Mes compagnons me quittèrent au pont du Belici, et je continuai mon chemin dans la direction de Sciacca, tantôt dans les montagnes, tantôt sur le bord de la mer, quelquefois à travers des cantons couverts de vignes, de chênes verts, de sumacs, d’amandiers, d’oliviers, de pistachiers et de caroubiers.

Sciacca s’élève sur une éminence abondante en sources thermales sulfureuses qui domine le port, à la place qu’occupaient les Thermæ Selinontinæ, la patrie d’Agathocle. On y fabrique des vases d’une terre légère et poreuse qui rafraîchissent les liquides, comme les alcarazas espagnols.

Je franchis en une journée la distance de 42 milles qui sépare Sciacca de Girgenti, en m’arrêtant seulement pour le repas dans le pauvre village de Montallegro. On chemine tour à tour sur le sable ou sur les galets de la plage, et dans des pays déserts, ou des montagnes gypseuses et arides. Mais la mer, que l’on a souvent sous les yeux, est toujours belle, le ciel toujours splendide ; de temps en temps on rencontre des rizières à demi inondées, de vastes et verdoyants pâturages, des ruisseaux bordés de lauriers-roses, ou, comme disent les Italiens, des fiumi, le Calata-Belotta, le Platani, et un lac qui porte le nom de Gurgo di Marco.

Au coucher du soleil, nous parvînmes au môle de Girgenti, et, une heure après, nous entrâmes dans la ville même.


Girgenti (Agrigente).

L’emplacement qu’occupe Girgenti n’est pas tout à fait celui où se trouvait jadis Agrigente. La ville antique, fondée 582 ans avant Jésus-Christ, et dont le nom grec Acragas est celui de l’un des deux cours d’eau qui baignent son territoire, était bâtie sur un point moins élevé et plus rapproché de la mer. La cité moderne, où l’on compte 18000 habitants, est sale, mal bâtie et mal pavée ; une rue qui la traverse irrégulièrement dans toute sa longueur est seule abordable en voiture ; les autres rues ne sont que des chemins étroits et boueux. Les femmes que l’on rencontre dans les rues (et il faut dire que l’aristocratie ne sort pas ou ne sort guère qu’en voiture), sont mal vêtues : aucune ne m’a paru jolie. Elles laissent leurs cheveux en liberté, après les avoir coupés assez près de la tête, et cette crinière touffue et inculte n’a rien de charmant. Leur peau brune et cuivrée se flétrit avant l’âge. Elles portent des mantes comme dans le reste de la Sicile ; le plus souvent ces mantes sont courtes et de couleur blanche.
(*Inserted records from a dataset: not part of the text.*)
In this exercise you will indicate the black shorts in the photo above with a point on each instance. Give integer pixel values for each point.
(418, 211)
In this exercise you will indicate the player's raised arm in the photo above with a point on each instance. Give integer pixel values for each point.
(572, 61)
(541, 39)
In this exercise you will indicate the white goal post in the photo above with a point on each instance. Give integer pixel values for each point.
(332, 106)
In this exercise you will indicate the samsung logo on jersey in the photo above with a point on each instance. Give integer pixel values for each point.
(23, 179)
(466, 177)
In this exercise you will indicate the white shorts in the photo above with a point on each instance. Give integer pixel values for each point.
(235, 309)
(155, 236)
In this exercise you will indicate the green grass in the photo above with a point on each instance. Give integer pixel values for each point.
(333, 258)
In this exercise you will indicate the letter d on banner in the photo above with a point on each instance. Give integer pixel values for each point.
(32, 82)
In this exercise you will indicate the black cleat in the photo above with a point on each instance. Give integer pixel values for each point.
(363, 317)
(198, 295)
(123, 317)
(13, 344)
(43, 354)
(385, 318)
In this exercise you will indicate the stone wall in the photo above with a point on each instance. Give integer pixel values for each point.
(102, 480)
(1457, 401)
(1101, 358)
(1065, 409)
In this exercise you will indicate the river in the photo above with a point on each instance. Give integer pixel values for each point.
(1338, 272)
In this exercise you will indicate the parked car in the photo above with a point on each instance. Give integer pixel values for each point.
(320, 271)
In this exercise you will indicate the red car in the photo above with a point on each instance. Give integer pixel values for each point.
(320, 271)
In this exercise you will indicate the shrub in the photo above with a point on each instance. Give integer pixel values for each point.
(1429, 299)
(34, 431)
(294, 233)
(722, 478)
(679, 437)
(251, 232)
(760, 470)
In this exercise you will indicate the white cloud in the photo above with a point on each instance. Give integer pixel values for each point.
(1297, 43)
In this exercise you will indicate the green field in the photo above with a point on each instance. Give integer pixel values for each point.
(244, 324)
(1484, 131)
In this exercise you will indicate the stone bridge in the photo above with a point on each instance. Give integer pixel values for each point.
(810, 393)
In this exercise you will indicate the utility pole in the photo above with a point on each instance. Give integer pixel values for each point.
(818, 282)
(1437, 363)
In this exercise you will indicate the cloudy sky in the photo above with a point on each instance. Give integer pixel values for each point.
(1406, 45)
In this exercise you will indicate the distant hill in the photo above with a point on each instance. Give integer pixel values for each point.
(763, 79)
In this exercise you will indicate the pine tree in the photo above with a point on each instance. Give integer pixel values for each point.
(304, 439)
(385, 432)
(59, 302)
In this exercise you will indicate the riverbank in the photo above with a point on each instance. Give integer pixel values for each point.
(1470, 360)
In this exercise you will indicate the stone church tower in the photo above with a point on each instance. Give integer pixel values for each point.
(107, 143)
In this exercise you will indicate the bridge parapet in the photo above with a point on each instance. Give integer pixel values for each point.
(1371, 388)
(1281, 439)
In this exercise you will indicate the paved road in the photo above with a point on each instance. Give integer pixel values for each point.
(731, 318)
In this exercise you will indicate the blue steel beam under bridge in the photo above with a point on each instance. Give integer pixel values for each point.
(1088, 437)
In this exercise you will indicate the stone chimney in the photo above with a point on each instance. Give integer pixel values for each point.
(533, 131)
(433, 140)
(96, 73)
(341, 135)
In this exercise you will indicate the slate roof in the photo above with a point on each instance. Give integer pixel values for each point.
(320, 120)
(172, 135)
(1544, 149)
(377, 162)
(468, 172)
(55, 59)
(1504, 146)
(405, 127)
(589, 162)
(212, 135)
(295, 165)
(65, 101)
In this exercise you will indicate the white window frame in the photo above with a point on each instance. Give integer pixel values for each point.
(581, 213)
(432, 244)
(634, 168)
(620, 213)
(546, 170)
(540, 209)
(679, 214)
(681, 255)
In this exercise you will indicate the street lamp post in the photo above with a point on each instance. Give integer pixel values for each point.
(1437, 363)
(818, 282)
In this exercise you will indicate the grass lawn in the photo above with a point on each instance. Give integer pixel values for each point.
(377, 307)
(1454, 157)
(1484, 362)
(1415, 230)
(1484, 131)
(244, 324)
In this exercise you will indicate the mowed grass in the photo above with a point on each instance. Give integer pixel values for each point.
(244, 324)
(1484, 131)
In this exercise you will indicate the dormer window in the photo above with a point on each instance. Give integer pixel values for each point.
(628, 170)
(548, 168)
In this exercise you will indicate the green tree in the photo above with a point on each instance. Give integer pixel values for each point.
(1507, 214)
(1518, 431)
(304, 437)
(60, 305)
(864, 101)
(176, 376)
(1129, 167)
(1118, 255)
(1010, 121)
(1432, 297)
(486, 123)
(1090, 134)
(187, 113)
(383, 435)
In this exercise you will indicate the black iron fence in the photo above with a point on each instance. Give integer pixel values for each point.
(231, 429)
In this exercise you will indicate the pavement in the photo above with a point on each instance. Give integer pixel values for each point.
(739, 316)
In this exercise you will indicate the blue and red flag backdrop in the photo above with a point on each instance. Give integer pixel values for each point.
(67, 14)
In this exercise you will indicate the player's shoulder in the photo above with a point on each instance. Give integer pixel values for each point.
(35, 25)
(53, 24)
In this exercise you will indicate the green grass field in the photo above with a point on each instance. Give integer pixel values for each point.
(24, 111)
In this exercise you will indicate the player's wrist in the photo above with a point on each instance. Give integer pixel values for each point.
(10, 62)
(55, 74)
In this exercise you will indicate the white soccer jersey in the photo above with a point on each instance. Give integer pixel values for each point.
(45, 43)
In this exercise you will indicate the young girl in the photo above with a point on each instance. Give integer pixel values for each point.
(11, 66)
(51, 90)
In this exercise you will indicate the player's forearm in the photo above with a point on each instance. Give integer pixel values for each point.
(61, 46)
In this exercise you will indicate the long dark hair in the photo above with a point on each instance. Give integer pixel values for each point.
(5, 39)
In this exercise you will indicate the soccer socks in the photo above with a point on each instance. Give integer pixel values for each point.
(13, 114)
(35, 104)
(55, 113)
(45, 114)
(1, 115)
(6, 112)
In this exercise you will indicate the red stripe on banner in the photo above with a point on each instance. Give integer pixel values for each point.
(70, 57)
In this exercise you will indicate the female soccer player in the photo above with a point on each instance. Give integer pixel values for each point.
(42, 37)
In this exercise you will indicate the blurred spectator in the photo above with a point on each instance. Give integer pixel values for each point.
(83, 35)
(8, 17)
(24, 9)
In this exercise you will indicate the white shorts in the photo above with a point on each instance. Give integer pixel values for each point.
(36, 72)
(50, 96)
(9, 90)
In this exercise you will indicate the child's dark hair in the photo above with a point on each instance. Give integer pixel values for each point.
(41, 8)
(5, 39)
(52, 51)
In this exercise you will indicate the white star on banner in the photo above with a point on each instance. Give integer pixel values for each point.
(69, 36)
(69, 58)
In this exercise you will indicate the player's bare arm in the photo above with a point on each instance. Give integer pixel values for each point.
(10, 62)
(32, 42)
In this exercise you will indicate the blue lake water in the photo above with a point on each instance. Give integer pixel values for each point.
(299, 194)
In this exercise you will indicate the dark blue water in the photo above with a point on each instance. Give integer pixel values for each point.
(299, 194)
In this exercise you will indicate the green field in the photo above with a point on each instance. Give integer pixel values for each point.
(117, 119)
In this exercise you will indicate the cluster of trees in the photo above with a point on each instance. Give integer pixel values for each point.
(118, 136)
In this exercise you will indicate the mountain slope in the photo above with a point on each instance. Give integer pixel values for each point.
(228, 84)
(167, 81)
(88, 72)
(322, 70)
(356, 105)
La population de Girgenti se compose en grande partie de propriétaires de terres, de fermiers et de journaliers. Les Agrigentins mènent une vie retirée, priant beaucoup, dépensant peu et n’apprenant rien. Leur ignorance est proverbiale.

Girgenti possède 46 églises, 15 monastères et 17 confréries.

La cathédrale, placée sur un sommet, passe pour avoir été construite avec les pierres d’un temple de Minerve. J’y remarquai deux toiles attribuées au Guide, un tombeau antique sans inscription ni sculptures, un éléphant en marbre blanc, haut de soixante-cinq centimètres, et un très-beau sarcophage servant aujourd’hui de baptistère, et sur lequel est représenté le drame de la mort d’Hippolyte.

Les restes de l’antique Agrigente sont épars dans la campagne. Je dus, pour les visiter, me faire accompagner par un guide pris dans la ville. Nous descendîmes par un joli chemin bordé d’oliviers et d’amandiers ; nous traversâmes des champs fertiles, et après une demi-heure de marche, nous étions au milieu des tombeaux et des temples.